Escudo de la población de Aspe

Estado actual:

 En las estructuras  se han podido constatar varias alineaciones de muros en el cerro occidental y en la ladera del central, donde se distinguen dos departamentos, uno sin excavar y otro parcialmente excavado clandestinamente con una rebaja de unos 25 cm. Se corresponde con una posible "vivienda" del sacerdote íbero adscrito al Santuario cercano.

Posible vivienda "sacerdotal" del Santuario íbero de Tres Hermanas

 En el antecerro central aparece una construcción totalmente excavada que se ha asignado a un santuario íbero, dependiente del poblado.

El Santuario Íbero de Tres Hermanas

 La construcción superior del cerro perteneció con toda posibilidad a una torre atalaya íbera, construida entre  finales del siglo V a.C y primeros del siglo IV a.C., cuyos paramentos se construyeron con un doble lienzo de piedras irregulares, seguramente de una cantera cercana, trabadas con argamasa de cal, arena y agua. Esta construcción, al parecer, está levantada sobre otra más antigua, probablemente del I milenio a.C. y correspondiente al Período Orientalizante.
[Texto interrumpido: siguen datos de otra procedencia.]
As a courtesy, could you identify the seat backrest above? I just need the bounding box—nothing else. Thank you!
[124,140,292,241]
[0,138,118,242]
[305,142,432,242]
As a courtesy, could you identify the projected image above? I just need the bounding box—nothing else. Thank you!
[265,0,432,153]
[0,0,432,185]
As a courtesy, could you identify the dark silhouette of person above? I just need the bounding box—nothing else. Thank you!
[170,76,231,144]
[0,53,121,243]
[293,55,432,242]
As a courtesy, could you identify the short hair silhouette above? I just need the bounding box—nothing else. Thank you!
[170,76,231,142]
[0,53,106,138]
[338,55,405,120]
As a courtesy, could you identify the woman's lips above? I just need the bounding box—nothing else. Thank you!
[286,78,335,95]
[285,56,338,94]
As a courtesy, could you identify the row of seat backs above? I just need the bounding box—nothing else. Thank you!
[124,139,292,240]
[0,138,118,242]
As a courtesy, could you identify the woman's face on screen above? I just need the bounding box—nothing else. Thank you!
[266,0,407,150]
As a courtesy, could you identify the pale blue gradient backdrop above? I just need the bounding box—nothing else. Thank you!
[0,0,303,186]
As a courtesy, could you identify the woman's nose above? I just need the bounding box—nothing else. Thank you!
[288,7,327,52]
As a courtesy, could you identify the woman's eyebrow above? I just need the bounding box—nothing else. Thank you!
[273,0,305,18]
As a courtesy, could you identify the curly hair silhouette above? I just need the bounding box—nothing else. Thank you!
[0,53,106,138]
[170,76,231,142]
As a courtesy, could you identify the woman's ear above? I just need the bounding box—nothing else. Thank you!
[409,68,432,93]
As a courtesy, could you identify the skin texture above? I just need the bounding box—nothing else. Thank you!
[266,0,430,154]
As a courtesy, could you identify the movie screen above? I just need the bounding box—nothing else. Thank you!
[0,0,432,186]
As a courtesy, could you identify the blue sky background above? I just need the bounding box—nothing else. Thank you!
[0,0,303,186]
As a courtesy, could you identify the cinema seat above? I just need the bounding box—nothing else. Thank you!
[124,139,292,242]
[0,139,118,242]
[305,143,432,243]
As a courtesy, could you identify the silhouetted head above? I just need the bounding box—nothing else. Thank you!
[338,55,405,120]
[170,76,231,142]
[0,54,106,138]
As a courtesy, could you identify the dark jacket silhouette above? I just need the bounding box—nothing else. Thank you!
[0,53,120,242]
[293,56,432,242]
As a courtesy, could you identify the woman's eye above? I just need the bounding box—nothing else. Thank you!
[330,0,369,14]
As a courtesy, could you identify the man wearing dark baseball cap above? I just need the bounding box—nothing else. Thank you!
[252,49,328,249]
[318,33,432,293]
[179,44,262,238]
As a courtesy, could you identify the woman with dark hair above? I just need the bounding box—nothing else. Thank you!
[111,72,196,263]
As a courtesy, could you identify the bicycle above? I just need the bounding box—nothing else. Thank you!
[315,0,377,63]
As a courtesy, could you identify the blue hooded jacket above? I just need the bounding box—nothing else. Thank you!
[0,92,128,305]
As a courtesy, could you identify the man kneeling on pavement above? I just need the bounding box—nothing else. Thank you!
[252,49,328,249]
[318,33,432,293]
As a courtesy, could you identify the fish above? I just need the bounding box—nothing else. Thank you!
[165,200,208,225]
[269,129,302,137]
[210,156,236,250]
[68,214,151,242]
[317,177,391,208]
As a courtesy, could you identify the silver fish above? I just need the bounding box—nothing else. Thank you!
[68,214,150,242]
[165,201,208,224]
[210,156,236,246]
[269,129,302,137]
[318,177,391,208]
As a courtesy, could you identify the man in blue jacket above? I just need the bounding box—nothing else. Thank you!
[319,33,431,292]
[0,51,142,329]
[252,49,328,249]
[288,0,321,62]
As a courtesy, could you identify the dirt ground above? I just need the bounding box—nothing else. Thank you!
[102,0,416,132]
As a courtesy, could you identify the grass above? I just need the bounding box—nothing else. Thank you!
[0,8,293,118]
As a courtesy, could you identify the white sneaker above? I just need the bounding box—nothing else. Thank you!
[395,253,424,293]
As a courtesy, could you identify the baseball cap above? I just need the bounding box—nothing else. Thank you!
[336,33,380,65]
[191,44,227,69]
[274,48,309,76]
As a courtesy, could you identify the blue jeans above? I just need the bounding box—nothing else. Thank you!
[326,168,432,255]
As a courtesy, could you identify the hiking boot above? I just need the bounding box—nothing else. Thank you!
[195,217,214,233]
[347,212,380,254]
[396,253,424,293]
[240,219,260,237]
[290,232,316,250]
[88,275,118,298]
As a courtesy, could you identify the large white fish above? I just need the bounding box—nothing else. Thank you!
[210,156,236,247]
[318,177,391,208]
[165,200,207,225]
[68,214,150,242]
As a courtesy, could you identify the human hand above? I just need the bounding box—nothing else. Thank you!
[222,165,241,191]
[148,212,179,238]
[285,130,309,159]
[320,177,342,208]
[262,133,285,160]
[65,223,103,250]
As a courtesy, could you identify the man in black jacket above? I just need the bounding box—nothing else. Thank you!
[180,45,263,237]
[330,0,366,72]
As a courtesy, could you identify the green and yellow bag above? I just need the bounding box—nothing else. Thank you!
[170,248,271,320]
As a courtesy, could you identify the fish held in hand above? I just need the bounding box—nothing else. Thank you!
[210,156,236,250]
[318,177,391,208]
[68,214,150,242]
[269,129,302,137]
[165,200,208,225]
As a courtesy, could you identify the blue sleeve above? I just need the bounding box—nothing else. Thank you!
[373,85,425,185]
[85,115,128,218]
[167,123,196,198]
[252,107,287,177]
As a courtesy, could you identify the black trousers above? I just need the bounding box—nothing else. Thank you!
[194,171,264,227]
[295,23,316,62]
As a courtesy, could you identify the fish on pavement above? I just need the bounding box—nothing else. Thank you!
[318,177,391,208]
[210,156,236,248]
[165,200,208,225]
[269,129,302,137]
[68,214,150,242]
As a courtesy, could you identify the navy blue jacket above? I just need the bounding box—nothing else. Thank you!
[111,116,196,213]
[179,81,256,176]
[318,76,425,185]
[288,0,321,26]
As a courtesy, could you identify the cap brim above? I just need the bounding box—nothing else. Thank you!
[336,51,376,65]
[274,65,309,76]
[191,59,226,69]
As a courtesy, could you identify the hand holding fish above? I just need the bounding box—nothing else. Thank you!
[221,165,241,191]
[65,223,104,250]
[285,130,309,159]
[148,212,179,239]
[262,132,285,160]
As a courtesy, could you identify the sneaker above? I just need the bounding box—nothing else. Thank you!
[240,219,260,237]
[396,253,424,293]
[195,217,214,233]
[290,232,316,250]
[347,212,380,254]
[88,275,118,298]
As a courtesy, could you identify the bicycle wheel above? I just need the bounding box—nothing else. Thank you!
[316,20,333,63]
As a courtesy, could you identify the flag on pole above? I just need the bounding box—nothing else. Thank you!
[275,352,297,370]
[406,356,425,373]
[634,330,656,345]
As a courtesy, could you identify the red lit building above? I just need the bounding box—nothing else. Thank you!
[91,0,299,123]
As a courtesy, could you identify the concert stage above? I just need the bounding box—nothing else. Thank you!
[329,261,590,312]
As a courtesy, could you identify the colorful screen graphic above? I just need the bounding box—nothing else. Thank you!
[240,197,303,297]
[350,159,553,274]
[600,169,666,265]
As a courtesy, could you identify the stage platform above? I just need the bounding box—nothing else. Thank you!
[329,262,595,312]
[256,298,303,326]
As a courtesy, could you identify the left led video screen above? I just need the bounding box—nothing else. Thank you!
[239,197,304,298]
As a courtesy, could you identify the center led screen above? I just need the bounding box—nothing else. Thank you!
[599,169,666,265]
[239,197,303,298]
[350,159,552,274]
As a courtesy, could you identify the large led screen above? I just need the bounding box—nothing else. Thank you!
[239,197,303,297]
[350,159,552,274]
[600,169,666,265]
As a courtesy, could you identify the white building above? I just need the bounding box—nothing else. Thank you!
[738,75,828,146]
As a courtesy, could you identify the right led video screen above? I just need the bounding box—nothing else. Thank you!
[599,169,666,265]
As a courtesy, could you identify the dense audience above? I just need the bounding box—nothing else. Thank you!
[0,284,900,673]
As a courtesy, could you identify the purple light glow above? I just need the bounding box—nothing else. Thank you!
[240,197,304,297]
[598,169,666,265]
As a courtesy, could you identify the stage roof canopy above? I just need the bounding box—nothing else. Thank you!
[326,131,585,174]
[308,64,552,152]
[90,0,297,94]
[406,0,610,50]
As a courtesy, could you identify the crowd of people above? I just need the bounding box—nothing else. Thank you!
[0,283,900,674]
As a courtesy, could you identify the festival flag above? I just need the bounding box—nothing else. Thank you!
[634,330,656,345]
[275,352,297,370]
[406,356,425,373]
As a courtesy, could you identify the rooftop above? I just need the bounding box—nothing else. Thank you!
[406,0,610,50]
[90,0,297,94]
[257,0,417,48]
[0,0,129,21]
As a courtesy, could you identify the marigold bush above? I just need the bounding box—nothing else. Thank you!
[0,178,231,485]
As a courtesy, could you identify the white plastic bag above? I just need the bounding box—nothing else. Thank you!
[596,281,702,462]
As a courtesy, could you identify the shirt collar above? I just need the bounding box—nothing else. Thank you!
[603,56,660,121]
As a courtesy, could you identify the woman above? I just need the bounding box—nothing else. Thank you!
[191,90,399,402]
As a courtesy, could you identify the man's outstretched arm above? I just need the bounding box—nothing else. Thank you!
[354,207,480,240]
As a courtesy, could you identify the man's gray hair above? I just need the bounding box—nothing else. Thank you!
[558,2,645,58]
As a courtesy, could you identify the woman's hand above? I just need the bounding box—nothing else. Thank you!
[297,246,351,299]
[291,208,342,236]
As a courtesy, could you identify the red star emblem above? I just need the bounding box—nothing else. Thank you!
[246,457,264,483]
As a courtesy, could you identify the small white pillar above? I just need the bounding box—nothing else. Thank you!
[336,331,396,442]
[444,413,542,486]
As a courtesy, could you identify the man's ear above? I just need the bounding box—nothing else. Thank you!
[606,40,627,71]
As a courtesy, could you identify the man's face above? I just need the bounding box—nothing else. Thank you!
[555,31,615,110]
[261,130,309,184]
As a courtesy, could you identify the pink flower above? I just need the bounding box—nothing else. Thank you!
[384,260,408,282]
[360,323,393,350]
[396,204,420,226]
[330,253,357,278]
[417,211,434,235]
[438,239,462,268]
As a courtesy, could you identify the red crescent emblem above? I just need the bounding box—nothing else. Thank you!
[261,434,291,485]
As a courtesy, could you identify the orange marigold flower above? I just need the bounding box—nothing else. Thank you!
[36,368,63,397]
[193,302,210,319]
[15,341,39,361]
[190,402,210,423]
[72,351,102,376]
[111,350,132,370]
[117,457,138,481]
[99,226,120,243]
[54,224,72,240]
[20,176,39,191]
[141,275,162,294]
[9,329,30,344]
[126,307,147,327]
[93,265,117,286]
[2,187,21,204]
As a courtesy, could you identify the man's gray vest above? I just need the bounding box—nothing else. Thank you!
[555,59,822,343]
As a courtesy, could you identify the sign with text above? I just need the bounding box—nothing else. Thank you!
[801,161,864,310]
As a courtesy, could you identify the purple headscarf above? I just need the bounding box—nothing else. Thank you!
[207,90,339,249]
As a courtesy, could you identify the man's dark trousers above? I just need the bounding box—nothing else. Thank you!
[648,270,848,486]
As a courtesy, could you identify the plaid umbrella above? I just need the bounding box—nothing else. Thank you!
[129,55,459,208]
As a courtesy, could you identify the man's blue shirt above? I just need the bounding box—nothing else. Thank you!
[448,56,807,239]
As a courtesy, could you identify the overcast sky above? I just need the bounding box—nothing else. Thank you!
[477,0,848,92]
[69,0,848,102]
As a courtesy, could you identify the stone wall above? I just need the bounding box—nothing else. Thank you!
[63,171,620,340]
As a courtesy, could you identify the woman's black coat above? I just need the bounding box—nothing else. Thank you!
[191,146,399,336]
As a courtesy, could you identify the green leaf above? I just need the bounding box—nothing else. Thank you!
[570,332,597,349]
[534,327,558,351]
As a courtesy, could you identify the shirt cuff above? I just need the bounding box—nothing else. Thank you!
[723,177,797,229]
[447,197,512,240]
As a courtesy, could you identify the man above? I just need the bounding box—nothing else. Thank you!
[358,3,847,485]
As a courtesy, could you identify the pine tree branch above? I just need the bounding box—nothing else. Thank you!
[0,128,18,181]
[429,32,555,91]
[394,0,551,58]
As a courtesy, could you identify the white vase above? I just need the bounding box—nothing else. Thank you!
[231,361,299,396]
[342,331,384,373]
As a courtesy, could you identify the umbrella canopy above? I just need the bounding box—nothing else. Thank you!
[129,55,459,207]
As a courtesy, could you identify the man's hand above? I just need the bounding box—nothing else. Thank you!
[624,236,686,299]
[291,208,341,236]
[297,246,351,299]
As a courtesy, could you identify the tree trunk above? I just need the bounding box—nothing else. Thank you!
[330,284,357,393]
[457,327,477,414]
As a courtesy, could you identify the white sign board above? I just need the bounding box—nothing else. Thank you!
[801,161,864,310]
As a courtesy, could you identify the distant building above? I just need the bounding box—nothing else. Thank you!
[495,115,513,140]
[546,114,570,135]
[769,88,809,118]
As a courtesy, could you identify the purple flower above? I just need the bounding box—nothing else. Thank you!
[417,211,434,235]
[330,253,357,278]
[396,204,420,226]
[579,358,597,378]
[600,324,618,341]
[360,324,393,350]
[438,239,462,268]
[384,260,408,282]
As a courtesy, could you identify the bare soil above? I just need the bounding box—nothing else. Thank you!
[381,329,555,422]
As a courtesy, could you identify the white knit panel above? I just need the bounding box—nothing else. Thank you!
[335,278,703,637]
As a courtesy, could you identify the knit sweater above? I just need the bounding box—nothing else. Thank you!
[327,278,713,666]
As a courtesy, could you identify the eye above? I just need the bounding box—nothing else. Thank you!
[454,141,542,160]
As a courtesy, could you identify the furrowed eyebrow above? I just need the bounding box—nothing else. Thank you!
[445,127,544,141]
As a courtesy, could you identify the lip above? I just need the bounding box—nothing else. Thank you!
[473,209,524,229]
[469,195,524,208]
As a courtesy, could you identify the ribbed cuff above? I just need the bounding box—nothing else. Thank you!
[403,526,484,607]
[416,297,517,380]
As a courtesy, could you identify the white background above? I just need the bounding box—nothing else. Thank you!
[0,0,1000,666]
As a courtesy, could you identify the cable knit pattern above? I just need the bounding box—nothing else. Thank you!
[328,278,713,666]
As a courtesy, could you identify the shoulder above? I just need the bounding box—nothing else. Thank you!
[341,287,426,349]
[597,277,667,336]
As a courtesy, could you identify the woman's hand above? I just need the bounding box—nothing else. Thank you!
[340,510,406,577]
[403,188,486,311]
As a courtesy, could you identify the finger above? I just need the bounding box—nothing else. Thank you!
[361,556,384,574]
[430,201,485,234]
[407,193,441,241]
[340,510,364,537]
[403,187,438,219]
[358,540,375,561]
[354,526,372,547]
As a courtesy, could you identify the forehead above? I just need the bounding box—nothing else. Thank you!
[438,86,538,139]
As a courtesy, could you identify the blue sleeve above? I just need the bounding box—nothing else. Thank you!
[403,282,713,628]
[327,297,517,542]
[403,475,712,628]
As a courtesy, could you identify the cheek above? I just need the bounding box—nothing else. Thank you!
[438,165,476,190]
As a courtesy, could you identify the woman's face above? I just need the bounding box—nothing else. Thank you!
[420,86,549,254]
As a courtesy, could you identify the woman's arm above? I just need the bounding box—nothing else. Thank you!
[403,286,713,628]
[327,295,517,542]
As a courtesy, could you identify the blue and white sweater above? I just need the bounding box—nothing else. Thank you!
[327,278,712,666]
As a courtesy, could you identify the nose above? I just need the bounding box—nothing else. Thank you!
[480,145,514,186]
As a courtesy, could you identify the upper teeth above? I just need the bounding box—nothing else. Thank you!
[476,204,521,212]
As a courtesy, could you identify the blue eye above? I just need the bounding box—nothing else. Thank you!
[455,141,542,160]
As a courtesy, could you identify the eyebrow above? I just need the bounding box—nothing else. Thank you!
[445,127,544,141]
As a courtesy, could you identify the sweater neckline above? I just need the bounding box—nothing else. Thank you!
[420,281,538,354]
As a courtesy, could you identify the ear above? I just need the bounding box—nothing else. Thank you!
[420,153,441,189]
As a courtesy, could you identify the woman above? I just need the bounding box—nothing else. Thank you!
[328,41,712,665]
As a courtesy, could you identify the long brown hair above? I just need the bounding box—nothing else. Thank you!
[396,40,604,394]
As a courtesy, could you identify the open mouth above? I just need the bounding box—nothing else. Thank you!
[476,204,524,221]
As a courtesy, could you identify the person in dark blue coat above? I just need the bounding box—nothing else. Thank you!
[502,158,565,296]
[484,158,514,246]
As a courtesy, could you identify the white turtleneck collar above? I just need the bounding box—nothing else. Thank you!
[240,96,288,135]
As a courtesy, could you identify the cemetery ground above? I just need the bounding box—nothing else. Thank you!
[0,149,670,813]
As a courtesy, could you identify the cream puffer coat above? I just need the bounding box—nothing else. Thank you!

La Atalaya íbera de Tres Hermanas ( detalle)

 Cerca de la atalaya se construyó el poblado, donde se constata la intervención de arquitectos íberos en la planificación del mismo, así como de la atalaya superior y de la fortificación de la ladera del poblado. Sin embargo, la cronología del santuario del antecastro es más moderna, seguramente de finales del siglo IV a.C. 

La cerámica ática encontrada es el mayor exponente de la vajilla doméstica del poblado, sobre todo la del tipo “kylix”, así como una pátera de la primera mitad del siglo IV a.C. También se han identificado 13 piezas correspondientes a ánforas ibéricas, muy similares a las encontradas en el yacimiento íbero del Puntal de Salinas, y adscritas a la misma época.

 Además, en la atalaya superior se ha encontrado material metálico, correspondiente a trozos de armas íberas, especialmente un trozo de falcata que tiene una longitud de 12 cm., bastante exfoliada. Además, se han hallado trozos de lanza y un trozo de jabalina o soliferreum, lo que confiere a la misma un marcado carácter de defensa del poblado.